Roy Finkenbine
Roy E. Finkenbine
Professor of History
Department Co-Chair
Director of the Black Abolitionist Archive
Interim Director of African American Studies
Degrees
- Ph.D., Bowling Green State University
Biography
Roy E. Finkenbine is professor of history and co-chair for the History Department. He teaches courses in African American history, modern Africa, slave resistance, the Civil War era, and the Underground Railroad, and serves as Director of the Black Abolitionist Archive. He received his Doctorate in American Culture Studies from Bowling Green State University in 1982 and joined the Detroit Mercy faculty in 1996. While on the editorial staff of the Black Abolitionist Papers Project at Florida State University in the 1980s and 1990s, he coedited the five-volume Black Abolitionist Papers, 1830-1865 (1985-1992) and Witness for Freedom: African American Voices on Race, Slavery, and Emancipation (1993).
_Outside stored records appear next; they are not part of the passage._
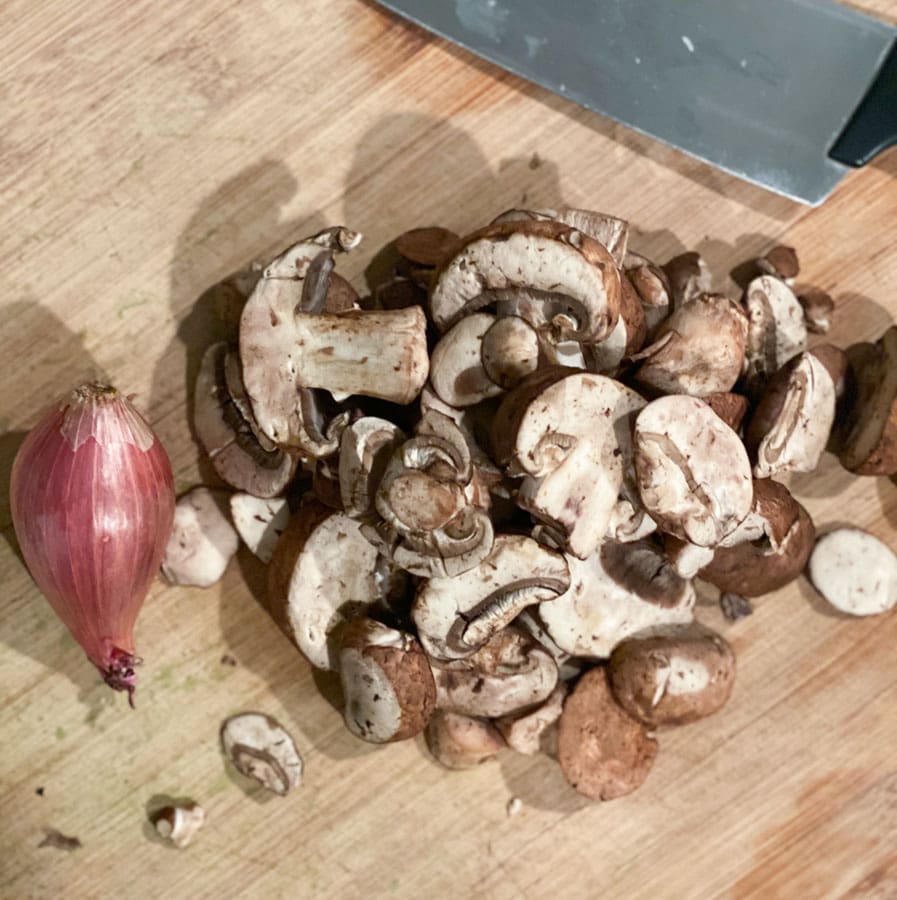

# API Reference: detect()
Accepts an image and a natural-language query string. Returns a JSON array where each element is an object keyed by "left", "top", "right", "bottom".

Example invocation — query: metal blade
[{"left": 380, "top": 0, "right": 897, "bottom": 205}]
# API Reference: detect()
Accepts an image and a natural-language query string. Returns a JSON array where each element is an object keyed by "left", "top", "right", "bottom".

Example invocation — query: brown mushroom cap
[
  {"left": 608, "top": 623, "right": 735, "bottom": 728},
  {"left": 558, "top": 668, "right": 657, "bottom": 800}
]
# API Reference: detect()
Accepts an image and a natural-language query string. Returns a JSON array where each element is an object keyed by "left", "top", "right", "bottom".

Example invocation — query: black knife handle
[{"left": 829, "top": 41, "right": 897, "bottom": 166}]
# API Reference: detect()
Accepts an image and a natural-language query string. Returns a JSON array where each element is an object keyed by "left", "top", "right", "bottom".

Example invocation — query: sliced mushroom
[
  {"left": 558, "top": 668, "right": 657, "bottom": 800},
  {"left": 340, "top": 619, "right": 436, "bottom": 744},
  {"left": 633, "top": 294, "right": 747, "bottom": 397},
  {"left": 539, "top": 541, "right": 695, "bottom": 659},
  {"left": 240, "top": 228, "right": 428, "bottom": 457},
  {"left": 633, "top": 395, "right": 753, "bottom": 547},
  {"left": 745, "top": 353, "right": 835, "bottom": 478},
  {"left": 230, "top": 493, "right": 290, "bottom": 563},
  {"left": 412, "top": 534, "right": 570, "bottom": 660},
  {"left": 608, "top": 623, "right": 735, "bottom": 728},
  {"left": 430, "top": 222, "right": 620, "bottom": 343},
  {"left": 430, "top": 626, "right": 558, "bottom": 719},
  {"left": 841, "top": 325, "right": 897, "bottom": 475},
  {"left": 809, "top": 528, "right": 897, "bottom": 616},
  {"left": 193, "top": 343, "right": 296, "bottom": 497},
  {"left": 162, "top": 487, "right": 240, "bottom": 587},
  {"left": 268, "top": 501, "right": 382, "bottom": 670},
  {"left": 426, "top": 710, "right": 505, "bottom": 769},
  {"left": 221, "top": 712, "right": 302, "bottom": 797}
]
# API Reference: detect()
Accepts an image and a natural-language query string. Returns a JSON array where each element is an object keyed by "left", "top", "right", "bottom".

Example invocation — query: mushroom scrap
[{"left": 180, "top": 213, "right": 897, "bottom": 800}]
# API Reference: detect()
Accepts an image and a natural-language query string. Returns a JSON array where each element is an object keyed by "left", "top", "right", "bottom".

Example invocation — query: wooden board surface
[{"left": 0, "top": 0, "right": 897, "bottom": 898}]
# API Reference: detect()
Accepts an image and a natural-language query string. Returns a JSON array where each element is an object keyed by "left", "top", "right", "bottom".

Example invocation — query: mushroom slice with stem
[
  {"left": 221, "top": 712, "right": 302, "bottom": 797},
  {"left": 412, "top": 534, "right": 570, "bottom": 659},
  {"left": 240, "top": 228, "right": 429, "bottom": 457},
  {"left": 430, "top": 625, "right": 558, "bottom": 719},
  {"left": 340, "top": 619, "right": 436, "bottom": 744},
  {"left": 608, "top": 622, "right": 735, "bottom": 728},
  {"left": 430, "top": 222, "right": 620, "bottom": 344},
  {"left": 633, "top": 395, "right": 753, "bottom": 547},
  {"left": 193, "top": 343, "right": 296, "bottom": 497},
  {"left": 808, "top": 528, "right": 897, "bottom": 616},
  {"left": 539, "top": 541, "right": 695, "bottom": 659}
]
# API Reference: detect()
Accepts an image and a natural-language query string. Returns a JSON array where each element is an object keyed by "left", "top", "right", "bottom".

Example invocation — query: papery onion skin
[{"left": 10, "top": 384, "right": 175, "bottom": 706}]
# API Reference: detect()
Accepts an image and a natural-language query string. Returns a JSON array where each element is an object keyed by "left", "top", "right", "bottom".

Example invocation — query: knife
[{"left": 379, "top": 0, "right": 897, "bottom": 206}]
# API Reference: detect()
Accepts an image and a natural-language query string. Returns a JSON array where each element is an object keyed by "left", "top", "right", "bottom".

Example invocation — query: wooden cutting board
[{"left": 0, "top": 0, "right": 897, "bottom": 898}]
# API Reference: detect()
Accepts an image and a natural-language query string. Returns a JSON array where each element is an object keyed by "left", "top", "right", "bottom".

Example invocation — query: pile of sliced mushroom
[{"left": 175, "top": 214, "right": 897, "bottom": 800}]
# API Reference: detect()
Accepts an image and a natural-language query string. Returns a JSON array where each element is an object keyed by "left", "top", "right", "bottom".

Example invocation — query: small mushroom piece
[
  {"left": 743, "top": 275, "right": 807, "bottom": 385},
  {"left": 339, "top": 416, "right": 406, "bottom": 518},
  {"left": 607, "top": 622, "right": 735, "bottom": 728},
  {"left": 430, "top": 222, "right": 620, "bottom": 343},
  {"left": 633, "top": 395, "right": 753, "bottom": 547},
  {"left": 539, "top": 541, "right": 695, "bottom": 659},
  {"left": 808, "top": 528, "right": 897, "bottom": 616},
  {"left": 268, "top": 500, "right": 382, "bottom": 670},
  {"left": 230, "top": 492, "right": 290, "bottom": 563},
  {"left": 152, "top": 803, "right": 206, "bottom": 850},
  {"left": 193, "top": 343, "right": 296, "bottom": 497},
  {"left": 430, "top": 626, "right": 558, "bottom": 719},
  {"left": 495, "top": 684, "right": 567, "bottom": 756},
  {"left": 240, "top": 228, "right": 429, "bottom": 457},
  {"left": 744, "top": 353, "right": 835, "bottom": 478},
  {"left": 632, "top": 294, "right": 747, "bottom": 397},
  {"left": 558, "top": 668, "right": 657, "bottom": 800},
  {"left": 221, "top": 712, "right": 302, "bottom": 797},
  {"left": 162, "top": 487, "right": 240, "bottom": 587},
  {"left": 425, "top": 710, "right": 505, "bottom": 769},
  {"left": 840, "top": 325, "right": 897, "bottom": 475},
  {"left": 411, "top": 534, "right": 570, "bottom": 660},
  {"left": 340, "top": 619, "right": 436, "bottom": 744}
]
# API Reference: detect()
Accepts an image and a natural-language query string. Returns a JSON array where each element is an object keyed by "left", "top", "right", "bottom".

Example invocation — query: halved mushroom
[
  {"left": 230, "top": 492, "right": 290, "bottom": 563},
  {"left": 411, "top": 534, "right": 570, "bottom": 660},
  {"left": 425, "top": 709, "right": 505, "bottom": 769},
  {"left": 608, "top": 622, "right": 735, "bottom": 728},
  {"left": 841, "top": 325, "right": 897, "bottom": 475},
  {"left": 340, "top": 619, "right": 436, "bottom": 744},
  {"left": 240, "top": 228, "right": 429, "bottom": 457},
  {"left": 268, "top": 500, "right": 382, "bottom": 670},
  {"left": 632, "top": 294, "right": 747, "bottom": 397},
  {"left": 193, "top": 343, "right": 296, "bottom": 497},
  {"left": 430, "top": 626, "right": 558, "bottom": 719},
  {"left": 539, "top": 541, "right": 695, "bottom": 659},
  {"left": 162, "top": 487, "right": 240, "bottom": 587},
  {"left": 493, "top": 368, "right": 645, "bottom": 558},
  {"left": 744, "top": 353, "right": 835, "bottom": 478},
  {"left": 430, "top": 222, "right": 620, "bottom": 343},
  {"left": 633, "top": 395, "right": 753, "bottom": 547},
  {"left": 809, "top": 528, "right": 897, "bottom": 616},
  {"left": 558, "top": 668, "right": 657, "bottom": 800}
]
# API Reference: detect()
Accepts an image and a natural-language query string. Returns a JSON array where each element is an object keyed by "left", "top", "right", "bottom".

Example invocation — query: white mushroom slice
[
  {"left": 339, "top": 416, "right": 405, "bottom": 518},
  {"left": 162, "top": 488, "right": 240, "bottom": 587},
  {"left": 493, "top": 369, "right": 645, "bottom": 558},
  {"left": 411, "top": 534, "right": 570, "bottom": 659},
  {"left": 633, "top": 395, "right": 753, "bottom": 547},
  {"left": 539, "top": 543, "right": 695, "bottom": 659},
  {"left": 268, "top": 501, "right": 380, "bottom": 670},
  {"left": 240, "top": 228, "right": 429, "bottom": 457},
  {"left": 230, "top": 493, "right": 290, "bottom": 563},
  {"left": 430, "top": 222, "right": 620, "bottom": 343},
  {"left": 340, "top": 619, "right": 436, "bottom": 744},
  {"left": 744, "top": 275, "right": 807, "bottom": 382},
  {"left": 430, "top": 626, "right": 558, "bottom": 719},
  {"left": 745, "top": 353, "right": 835, "bottom": 478},
  {"left": 221, "top": 713, "right": 302, "bottom": 797},
  {"left": 808, "top": 528, "right": 897, "bottom": 616}
]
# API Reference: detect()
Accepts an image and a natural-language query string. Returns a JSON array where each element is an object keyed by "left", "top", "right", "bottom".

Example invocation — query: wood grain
[{"left": 0, "top": 0, "right": 897, "bottom": 898}]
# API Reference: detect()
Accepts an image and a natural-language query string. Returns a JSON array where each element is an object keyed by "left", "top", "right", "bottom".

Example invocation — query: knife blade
[{"left": 379, "top": 0, "right": 897, "bottom": 206}]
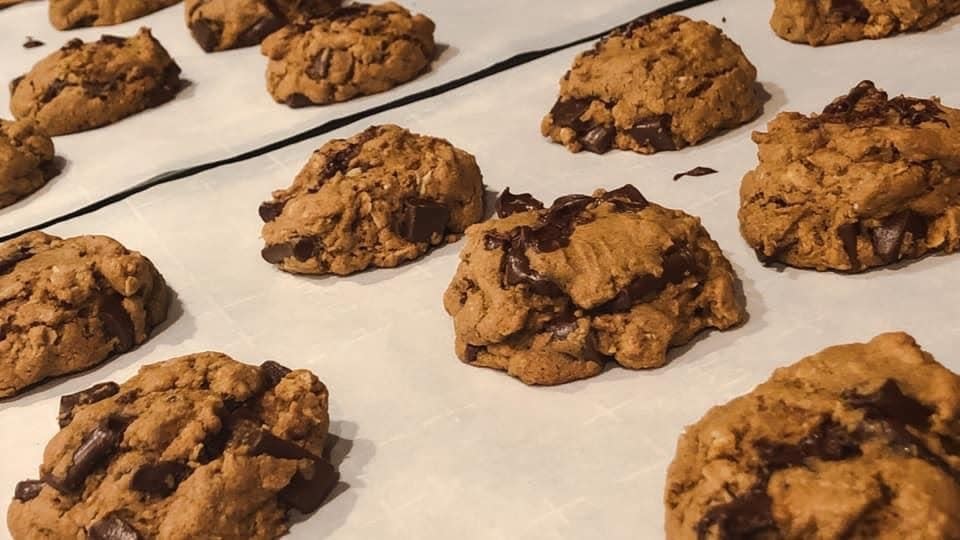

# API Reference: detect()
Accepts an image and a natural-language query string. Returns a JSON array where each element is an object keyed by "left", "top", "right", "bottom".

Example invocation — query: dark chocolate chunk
[
  {"left": 260, "top": 360, "right": 291, "bottom": 388},
  {"left": 97, "top": 294, "right": 136, "bottom": 353},
  {"left": 258, "top": 201, "right": 285, "bottom": 223},
  {"left": 87, "top": 515, "right": 141, "bottom": 540},
  {"left": 57, "top": 382, "right": 120, "bottom": 427},
  {"left": 673, "top": 167, "right": 717, "bottom": 182},
  {"left": 496, "top": 188, "right": 543, "bottom": 218},
  {"left": 400, "top": 199, "right": 450, "bottom": 243},
  {"left": 130, "top": 461, "right": 193, "bottom": 497},
  {"left": 13, "top": 480, "right": 43, "bottom": 502},
  {"left": 629, "top": 114, "right": 677, "bottom": 151},
  {"left": 278, "top": 459, "right": 340, "bottom": 514}
]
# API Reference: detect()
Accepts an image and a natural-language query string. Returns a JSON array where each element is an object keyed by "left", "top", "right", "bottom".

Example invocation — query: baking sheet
[
  {"left": 0, "top": 0, "right": 667, "bottom": 236},
  {"left": 0, "top": 0, "right": 960, "bottom": 540}
]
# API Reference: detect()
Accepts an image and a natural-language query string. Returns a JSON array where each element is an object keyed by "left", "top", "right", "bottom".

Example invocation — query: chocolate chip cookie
[
  {"left": 262, "top": 2, "right": 436, "bottom": 107},
  {"left": 740, "top": 81, "right": 960, "bottom": 272},
  {"left": 770, "top": 0, "right": 960, "bottom": 46},
  {"left": 50, "top": 0, "right": 180, "bottom": 30},
  {"left": 0, "top": 120, "right": 58, "bottom": 208},
  {"left": 665, "top": 333, "right": 960, "bottom": 540},
  {"left": 443, "top": 185, "right": 745, "bottom": 384},
  {"left": 10, "top": 28, "right": 183, "bottom": 135},
  {"left": 184, "top": 0, "right": 340, "bottom": 52},
  {"left": 260, "top": 125, "right": 483, "bottom": 275},
  {"left": 7, "top": 352, "right": 339, "bottom": 540},
  {"left": 0, "top": 232, "right": 170, "bottom": 397},
  {"left": 540, "top": 15, "right": 763, "bottom": 154}
]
He authored Sources of the African-American Past (1st ed., 1997; 2nd ed., 2004), as well as over a dozen articles and book chapters related to the black abolitionists and the Underground Railroad.
Finkenbine has consulted on museum exhibits, documentary films and television programs on aspects of African American history. His work has been mentioned in Time, Atlantic, the Washington Post and USA Today, as well as on NPR Radio. His op-eds have appeared in the History News Network, Time, Newsweek, RawStory, AlterNet and Faithfully Magazine. Currently, Finkenbine is completing a book entitled "Freedom Seekers in Indian Country."